What is driving this ratio to such high levels? As mentioned earlier in this report, the TTM dollar-value share repurchases in Q2 amounted to $555.5 billion, which was a 1.3% increase year-over-year. This partly contributed to the higher ratio, but the main driver was free cash flow. TTM free cash flow at the end of Q2 totaled $514.4 billion, which represented a 28.6% decline year-over-year. The aggregate FCF for Q2 was the lowest level for the S&P 500 since Q3 2009, when FCF amounted to $140.2 billion.


The sectors leading the decline in free cash flow were Energy and Financials. Financials saw a 50.2% decline in FCF year-over-year, with State Street Corporation heavily contributing to this decline. State Street reported cash flow from operations of -$5.1 billion in the TTM ending Q2 2015 after reporting a $907 million inflow in the TTM from the year ago quarter. The Energy sector, which typically has high levels of fixed capital expenditures, saw free cash outflows totaling -$65 billion in the TTM ending Q2. Free cash outflows amounted to -$7.1 billion in the TTM ending Q2 2014. Southwestern Energy was another large contributor, as it increased its fixed capital expenditures by almost 250%, leaving it with free cash outflows of -$5.7 billion in in the TTM ending Q2. The company reported free cash inflows of $4 billion in the TTM from the year ago quarter.
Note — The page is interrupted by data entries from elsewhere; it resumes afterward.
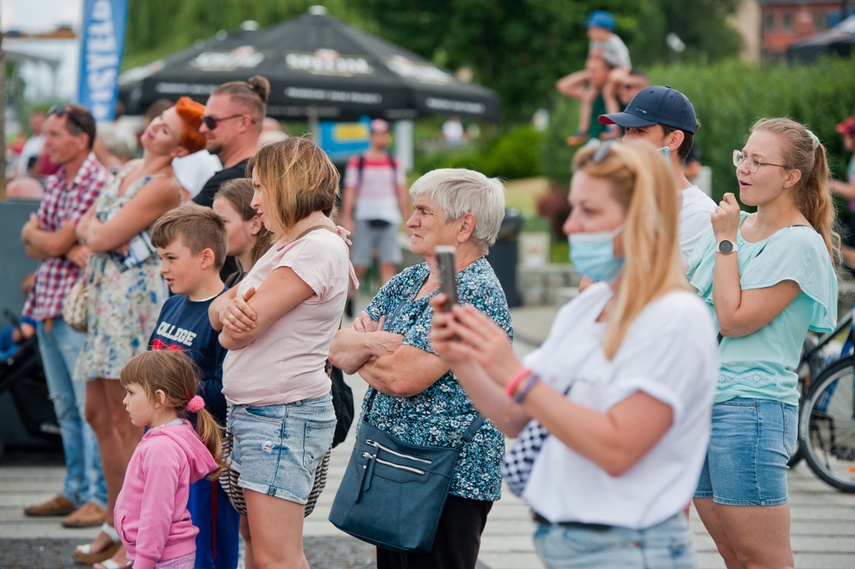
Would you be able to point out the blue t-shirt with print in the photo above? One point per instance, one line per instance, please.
(440, 414)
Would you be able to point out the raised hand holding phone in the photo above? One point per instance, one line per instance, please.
(447, 282)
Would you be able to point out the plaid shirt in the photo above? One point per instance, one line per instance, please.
(61, 206)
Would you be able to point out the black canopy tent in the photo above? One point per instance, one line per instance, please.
(318, 68)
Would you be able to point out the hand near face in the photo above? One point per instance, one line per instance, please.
(725, 218)
(467, 334)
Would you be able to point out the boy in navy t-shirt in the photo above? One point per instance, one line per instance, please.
(191, 241)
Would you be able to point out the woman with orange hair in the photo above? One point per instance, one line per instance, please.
(126, 292)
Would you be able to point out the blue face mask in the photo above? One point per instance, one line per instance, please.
(593, 254)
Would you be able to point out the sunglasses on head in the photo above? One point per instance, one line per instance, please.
(211, 122)
(60, 112)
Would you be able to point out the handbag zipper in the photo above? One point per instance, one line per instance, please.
(396, 453)
(366, 454)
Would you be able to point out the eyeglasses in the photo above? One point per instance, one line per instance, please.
(753, 164)
(211, 122)
(60, 112)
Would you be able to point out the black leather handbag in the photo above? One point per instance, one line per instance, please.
(393, 493)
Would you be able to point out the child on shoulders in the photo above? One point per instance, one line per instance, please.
(588, 86)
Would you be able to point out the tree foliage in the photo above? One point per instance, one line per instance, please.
(521, 47)
(517, 47)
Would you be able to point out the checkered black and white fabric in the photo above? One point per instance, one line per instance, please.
(520, 460)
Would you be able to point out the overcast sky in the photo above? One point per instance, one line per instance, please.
(39, 15)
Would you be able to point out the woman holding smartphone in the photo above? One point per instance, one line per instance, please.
(412, 394)
(618, 397)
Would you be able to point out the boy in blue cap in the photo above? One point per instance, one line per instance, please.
(666, 118)
(605, 45)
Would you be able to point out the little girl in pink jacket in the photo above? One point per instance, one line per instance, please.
(151, 511)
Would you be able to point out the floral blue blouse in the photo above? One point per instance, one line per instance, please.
(439, 415)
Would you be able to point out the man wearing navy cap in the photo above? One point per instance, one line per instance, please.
(666, 118)
(846, 189)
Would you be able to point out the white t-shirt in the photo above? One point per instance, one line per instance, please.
(286, 362)
(376, 188)
(670, 352)
(694, 219)
(195, 169)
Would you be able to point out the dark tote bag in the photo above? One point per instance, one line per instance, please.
(393, 493)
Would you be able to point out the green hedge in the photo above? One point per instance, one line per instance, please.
(728, 98)
(516, 154)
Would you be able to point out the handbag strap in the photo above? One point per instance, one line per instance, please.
(467, 436)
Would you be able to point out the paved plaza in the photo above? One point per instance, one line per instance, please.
(823, 519)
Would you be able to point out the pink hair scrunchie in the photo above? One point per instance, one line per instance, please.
(195, 404)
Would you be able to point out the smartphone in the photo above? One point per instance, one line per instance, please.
(447, 282)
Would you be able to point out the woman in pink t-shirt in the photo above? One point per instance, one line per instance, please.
(278, 324)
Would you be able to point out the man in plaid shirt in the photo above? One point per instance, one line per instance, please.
(50, 236)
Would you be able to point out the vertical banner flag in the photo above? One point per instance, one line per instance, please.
(102, 44)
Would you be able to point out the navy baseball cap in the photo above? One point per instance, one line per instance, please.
(656, 105)
(601, 19)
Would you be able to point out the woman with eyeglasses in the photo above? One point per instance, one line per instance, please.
(125, 292)
(767, 278)
(618, 397)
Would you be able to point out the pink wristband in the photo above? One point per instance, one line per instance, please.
(512, 386)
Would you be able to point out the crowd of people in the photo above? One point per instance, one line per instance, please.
(214, 308)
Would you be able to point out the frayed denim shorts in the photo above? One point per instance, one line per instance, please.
(184, 562)
(746, 463)
(278, 447)
(665, 545)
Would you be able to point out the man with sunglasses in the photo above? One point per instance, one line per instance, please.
(50, 236)
(666, 118)
(232, 124)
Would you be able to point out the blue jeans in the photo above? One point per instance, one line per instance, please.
(59, 349)
(665, 545)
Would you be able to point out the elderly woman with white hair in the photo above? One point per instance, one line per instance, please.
(413, 394)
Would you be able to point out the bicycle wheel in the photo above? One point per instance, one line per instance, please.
(809, 367)
(827, 425)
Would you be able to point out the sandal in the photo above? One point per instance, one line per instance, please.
(107, 564)
(84, 554)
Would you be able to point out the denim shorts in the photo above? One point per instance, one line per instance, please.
(367, 239)
(746, 463)
(665, 545)
(184, 562)
(278, 447)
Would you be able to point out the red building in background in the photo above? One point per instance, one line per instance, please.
(783, 22)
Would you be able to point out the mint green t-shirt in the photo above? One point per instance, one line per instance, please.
(762, 364)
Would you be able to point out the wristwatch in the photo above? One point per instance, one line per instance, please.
(724, 246)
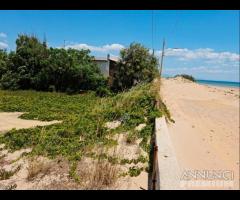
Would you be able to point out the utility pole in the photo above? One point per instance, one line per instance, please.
(162, 58)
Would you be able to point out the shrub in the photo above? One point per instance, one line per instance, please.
(136, 65)
(103, 92)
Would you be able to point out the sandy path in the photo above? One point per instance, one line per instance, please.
(205, 134)
(10, 120)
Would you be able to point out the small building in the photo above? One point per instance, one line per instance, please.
(107, 66)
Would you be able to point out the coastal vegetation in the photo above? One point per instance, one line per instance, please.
(66, 85)
(186, 76)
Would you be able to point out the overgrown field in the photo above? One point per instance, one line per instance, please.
(83, 119)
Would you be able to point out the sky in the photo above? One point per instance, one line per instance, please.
(204, 44)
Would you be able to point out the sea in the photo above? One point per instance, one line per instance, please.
(219, 83)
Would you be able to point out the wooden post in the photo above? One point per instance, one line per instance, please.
(162, 58)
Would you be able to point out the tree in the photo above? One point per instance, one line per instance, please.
(136, 65)
(34, 66)
(3, 62)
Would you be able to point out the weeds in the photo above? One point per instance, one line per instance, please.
(135, 171)
(83, 119)
(37, 167)
(4, 175)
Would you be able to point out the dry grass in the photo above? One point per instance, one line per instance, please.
(36, 167)
(104, 175)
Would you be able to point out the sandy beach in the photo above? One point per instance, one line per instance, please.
(205, 134)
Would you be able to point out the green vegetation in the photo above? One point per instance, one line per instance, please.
(83, 119)
(136, 65)
(35, 66)
(135, 171)
(186, 76)
(4, 175)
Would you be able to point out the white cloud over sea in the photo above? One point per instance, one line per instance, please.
(104, 48)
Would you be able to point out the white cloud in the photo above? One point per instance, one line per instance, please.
(3, 45)
(104, 48)
(205, 54)
(3, 35)
(200, 69)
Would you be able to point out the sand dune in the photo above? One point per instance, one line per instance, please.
(205, 134)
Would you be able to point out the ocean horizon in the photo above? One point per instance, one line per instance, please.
(219, 83)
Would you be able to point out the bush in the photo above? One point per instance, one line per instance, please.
(34, 66)
(103, 92)
(136, 65)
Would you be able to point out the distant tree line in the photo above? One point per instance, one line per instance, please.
(35, 66)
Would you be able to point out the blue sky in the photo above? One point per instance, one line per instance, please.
(207, 41)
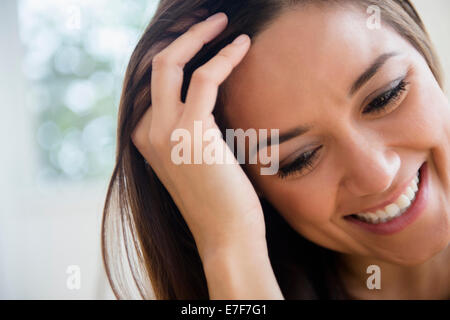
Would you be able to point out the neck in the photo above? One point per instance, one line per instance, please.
(429, 280)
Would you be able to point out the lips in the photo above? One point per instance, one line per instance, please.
(409, 216)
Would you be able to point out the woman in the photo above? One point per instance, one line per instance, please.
(364, 154)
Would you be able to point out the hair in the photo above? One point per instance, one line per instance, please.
(147, 247)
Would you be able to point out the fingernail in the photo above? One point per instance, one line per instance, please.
(240, 40)
(217, 16)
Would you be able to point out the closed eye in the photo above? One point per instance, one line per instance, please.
(387, 98)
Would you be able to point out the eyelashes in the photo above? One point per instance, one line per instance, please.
(305, 160)
(387, 98)
(382, 103)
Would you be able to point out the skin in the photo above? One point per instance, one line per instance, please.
(292, 77)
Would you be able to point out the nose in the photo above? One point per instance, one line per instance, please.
(370, 166)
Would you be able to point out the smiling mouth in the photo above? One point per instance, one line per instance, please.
(394, 209)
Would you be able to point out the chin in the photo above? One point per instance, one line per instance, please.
(414, 256)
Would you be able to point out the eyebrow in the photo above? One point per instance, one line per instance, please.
(371, 71)
(361, 81)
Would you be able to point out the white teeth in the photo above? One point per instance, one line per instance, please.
(413, 186)
(403, 202)
(395, 209)
(392, 209)
(409, 193)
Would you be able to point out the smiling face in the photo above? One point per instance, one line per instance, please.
(374, 113)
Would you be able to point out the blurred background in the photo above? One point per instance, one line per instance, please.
(62, 64)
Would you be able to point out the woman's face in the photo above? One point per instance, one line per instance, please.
(375, 115)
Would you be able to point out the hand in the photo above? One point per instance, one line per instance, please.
(217, 201)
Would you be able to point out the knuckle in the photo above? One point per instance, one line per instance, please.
(203, 75)
(225, 60)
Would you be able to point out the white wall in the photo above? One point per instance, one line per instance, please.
(44, 229)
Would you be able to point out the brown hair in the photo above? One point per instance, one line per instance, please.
(144, 237)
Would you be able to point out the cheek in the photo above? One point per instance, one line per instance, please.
(302, 202)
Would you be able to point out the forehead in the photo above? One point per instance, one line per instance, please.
(307, 58)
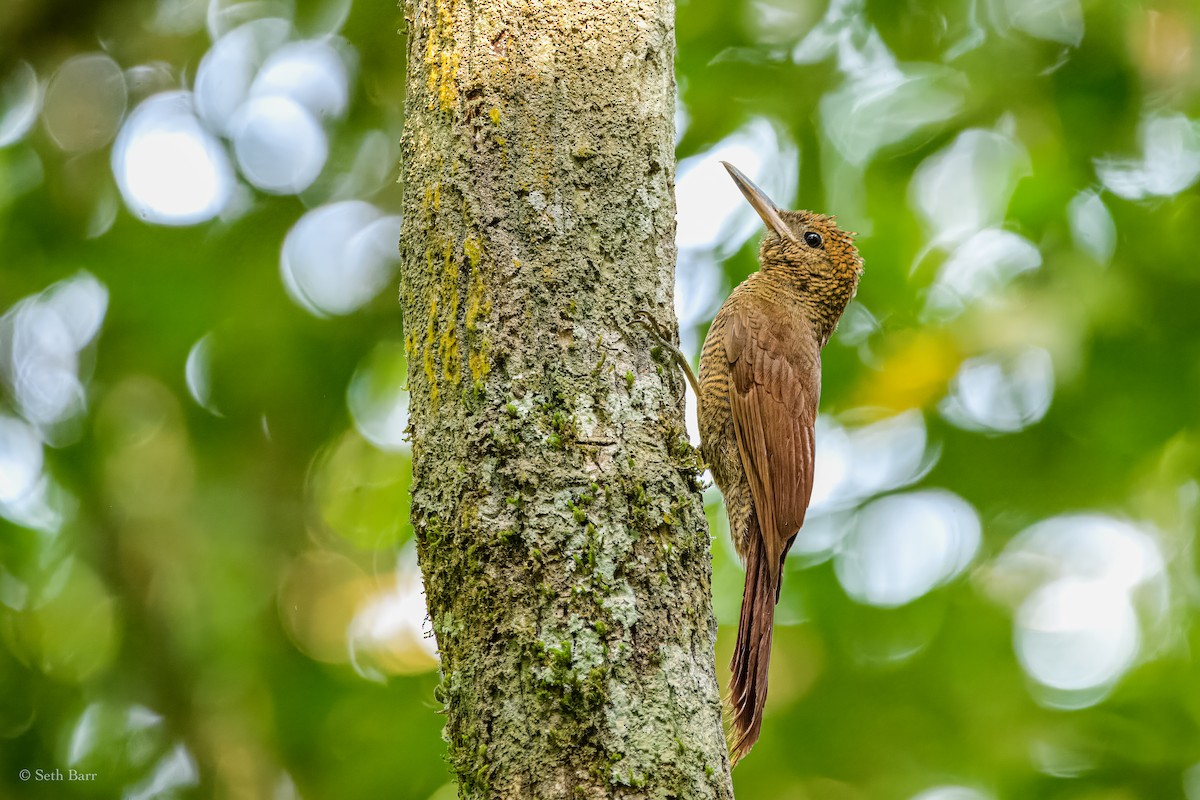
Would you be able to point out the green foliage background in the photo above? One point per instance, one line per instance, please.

Due to decreases in free cash flow, buyback spending for the S&P 500 is now 1.08 times TTM free cash flow, which has surpassed the 10-year average of 1.05 times free cash flow.

And voila:

And that, in a nutshell, is why the market is tumbling today: it is not so much longstanding fears of a Chinese collapse (although these are certainly relevant), nor the threat of a European recession due to the Volkswagen scandal (which is certainly an issue but will be resolved promptly once enough congressional palms are greased) nor the long-telegraphed plunge in Glencore and other miners (this too will get much worse before it gets better) - no, the catalyst for today's dump is that the biggest buyers of stock in the past 2 years, the corporations themselves, just priced themselves out of the market and no longer generate the cash needed to push their own stock to new all time high levels in a thin, illiquid market in which the orders from Goldman's buyback desk are the marginal price setter.

It is very possible that the current quarter may well be the last push to keep stocks levitated, and until and unless there is a substantial increase in free cash flow (unclear what would cause this), companies will slam shut the buyback spigot, especially when the vast majority of CFOs realize that the returns on the latest year of buybacks just turned negative and the board says "no more."

As for what happens when companies decide to proceed with buybacks anyway and issue billions in debt just to fund these and keep the party going a little longer (even if if means risking their Investment Grade rating in the process) look no further than IBM and HP for the outcome.